We sat under Christmas lights in the warmth of evening, the sun having just drifted beyond our ken. There was no wind, no sounds from outside the high walls, nothing to indicate our location, nothing to prevent us from imagining we were home. Only an hour earlier, we had drifted in, bringing our labors to table, not expecting compliments but only happy eyes that understood we were fortunate. We had stood awkwardly among our peers with no parents, no siblings, no uncles or aunts, and waited for the table. We had spoken about American football, past celebrations and past tables, favorite recipes, all of which reminded us that our celebration had been done for hundreds of years, but perhaps not that often this way. We had stood in our walled compound and prattled on; someone had gone to get his wife who was still resting; a baby stroller and baby had been placed at the table's corner, near the desserts. And all of us had gazed up at the strange modern structure, this compound, a wizardly set of coterminous prisms, some mirror images of each other, some identical in every way except for their residents, and had smiled as another familiar person emerged from behind a column and joined us, soon to be seated at the table.
The table. What plenitude! Cups had been filled with something pink -- cranberry daiquiris, a voice said. Wine at every elbow, far more food than any of us could ever need, plates of varying size so that those who wanted more didn't have to get up again. We sat under the twinkling lights, on folding chairs, before metal tables, all procured from the plain gray building that was the United States for us and for the thousands we served.
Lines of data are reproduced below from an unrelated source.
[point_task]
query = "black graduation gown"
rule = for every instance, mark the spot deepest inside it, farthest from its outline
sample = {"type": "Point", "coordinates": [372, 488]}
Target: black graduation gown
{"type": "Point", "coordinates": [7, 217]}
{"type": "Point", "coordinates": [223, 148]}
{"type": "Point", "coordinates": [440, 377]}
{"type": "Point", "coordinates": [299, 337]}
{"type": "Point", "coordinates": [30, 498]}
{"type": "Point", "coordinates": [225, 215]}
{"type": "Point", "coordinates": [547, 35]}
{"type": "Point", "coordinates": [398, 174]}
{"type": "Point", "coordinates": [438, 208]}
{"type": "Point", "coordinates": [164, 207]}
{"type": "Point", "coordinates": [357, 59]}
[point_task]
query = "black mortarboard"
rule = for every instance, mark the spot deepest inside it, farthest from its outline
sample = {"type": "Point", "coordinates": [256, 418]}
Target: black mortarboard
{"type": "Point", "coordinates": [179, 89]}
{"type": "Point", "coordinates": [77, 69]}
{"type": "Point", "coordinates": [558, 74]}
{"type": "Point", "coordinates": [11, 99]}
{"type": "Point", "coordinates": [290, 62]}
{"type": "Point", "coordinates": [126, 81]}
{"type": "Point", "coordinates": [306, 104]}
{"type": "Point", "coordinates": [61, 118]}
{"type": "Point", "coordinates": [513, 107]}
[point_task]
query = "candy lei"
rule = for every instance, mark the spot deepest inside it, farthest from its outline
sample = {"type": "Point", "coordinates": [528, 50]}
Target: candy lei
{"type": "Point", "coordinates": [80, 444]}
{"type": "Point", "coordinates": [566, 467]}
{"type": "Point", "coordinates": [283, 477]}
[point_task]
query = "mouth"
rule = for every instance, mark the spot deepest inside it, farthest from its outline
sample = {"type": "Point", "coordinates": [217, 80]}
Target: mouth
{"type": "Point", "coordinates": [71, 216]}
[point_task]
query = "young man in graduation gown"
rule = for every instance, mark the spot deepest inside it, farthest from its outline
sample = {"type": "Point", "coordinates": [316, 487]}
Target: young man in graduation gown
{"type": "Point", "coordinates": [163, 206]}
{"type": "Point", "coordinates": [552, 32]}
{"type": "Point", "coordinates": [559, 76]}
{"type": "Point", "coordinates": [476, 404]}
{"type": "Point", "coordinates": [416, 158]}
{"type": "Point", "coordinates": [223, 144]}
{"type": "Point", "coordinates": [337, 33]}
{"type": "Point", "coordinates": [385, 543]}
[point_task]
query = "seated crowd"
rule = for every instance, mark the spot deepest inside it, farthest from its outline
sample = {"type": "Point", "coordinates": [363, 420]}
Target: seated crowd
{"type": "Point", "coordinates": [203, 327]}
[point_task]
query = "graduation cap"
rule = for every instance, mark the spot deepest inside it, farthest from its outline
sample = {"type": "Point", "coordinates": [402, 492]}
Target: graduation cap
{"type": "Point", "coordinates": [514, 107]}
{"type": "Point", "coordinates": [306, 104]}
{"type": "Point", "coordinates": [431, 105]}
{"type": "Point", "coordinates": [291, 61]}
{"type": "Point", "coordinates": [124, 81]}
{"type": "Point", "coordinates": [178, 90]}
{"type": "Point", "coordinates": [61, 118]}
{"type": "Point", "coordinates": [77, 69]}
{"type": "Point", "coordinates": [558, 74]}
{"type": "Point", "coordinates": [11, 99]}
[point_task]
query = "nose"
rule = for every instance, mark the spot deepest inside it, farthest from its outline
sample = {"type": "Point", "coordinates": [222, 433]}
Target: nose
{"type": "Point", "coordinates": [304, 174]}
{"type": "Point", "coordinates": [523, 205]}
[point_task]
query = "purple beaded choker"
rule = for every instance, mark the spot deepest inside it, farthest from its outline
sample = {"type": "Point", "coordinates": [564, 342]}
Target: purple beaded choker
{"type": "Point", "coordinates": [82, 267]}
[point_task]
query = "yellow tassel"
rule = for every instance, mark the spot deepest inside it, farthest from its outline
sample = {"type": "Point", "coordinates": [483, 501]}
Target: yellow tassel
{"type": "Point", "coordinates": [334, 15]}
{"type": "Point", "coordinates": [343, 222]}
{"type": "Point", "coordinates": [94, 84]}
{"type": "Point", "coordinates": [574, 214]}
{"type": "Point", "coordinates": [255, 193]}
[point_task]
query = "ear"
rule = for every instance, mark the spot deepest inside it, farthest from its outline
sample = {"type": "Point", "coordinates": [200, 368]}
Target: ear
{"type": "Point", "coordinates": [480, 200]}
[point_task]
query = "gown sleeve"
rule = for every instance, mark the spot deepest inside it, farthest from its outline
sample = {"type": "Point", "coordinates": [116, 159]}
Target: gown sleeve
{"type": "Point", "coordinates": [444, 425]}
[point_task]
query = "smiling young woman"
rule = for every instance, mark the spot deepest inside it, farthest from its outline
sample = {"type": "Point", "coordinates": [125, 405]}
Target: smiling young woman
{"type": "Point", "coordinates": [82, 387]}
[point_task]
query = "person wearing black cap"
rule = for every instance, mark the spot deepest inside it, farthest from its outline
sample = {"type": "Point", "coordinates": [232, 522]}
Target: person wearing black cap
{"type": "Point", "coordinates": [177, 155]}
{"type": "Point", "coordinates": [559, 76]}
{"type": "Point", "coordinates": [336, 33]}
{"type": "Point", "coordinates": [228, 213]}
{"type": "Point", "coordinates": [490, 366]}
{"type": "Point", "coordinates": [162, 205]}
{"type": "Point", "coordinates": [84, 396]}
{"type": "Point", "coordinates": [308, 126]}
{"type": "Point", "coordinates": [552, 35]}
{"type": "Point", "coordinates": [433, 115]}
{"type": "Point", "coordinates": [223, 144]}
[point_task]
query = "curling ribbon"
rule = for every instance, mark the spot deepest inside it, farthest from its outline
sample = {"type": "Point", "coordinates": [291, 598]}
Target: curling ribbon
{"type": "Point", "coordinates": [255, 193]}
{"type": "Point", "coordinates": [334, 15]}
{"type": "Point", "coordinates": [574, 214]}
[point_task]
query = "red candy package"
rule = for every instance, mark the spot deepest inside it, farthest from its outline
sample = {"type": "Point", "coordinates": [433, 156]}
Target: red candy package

We gave thanks for our privileges, which were innumerable, including the privilege of having a part of our homeland here with us in Mexico. We looked around and remembered the people we used to sit across from in childhood, adolescence, and when we returned home for just a day or two. There is, I thought to myself, nothing more important than family. Family is home, and home is the place in your soul where you know you are safe from all evil, all chaos, all fickle desires of man.
I could not tell, I do not know, what secret gratitude each person might have concealed behind his merriment, his mouth full and busy. But I did know that each person had decided it was more important to celebrate together than apart. Seventeen of us who could easily have been lost in a city of twenty million; seventeen lives upon whom destiny had smiled. What we had assembled this warm night was a small group of colleagues and compatriots who realized that it was important to celebrate this time -- even if, every so often, we would feel that we could be elsewhere. We had been taught, on this day, to thank each other and whatever forces we believed governed our fate.
As night fell, colder and black, we knew the day was over for a year, and none of us wished to leave. And as we cleaned and moved and threw away the traces of our feast, the last time we would all be here together giving thanks, we heard a voice from across the way and beyond the walls. It was a Spanish voice greeting an event to which it was likely indifferent. There was no envy for not being invited to join our celebration, no masked resentment, nothing more than a natural human action committed for its own sake with no reward. After all, we were just Americans in Mexico giving thanks for the chain of fortuitous events that had brought us here. And giving thanks means that the reward is already ours.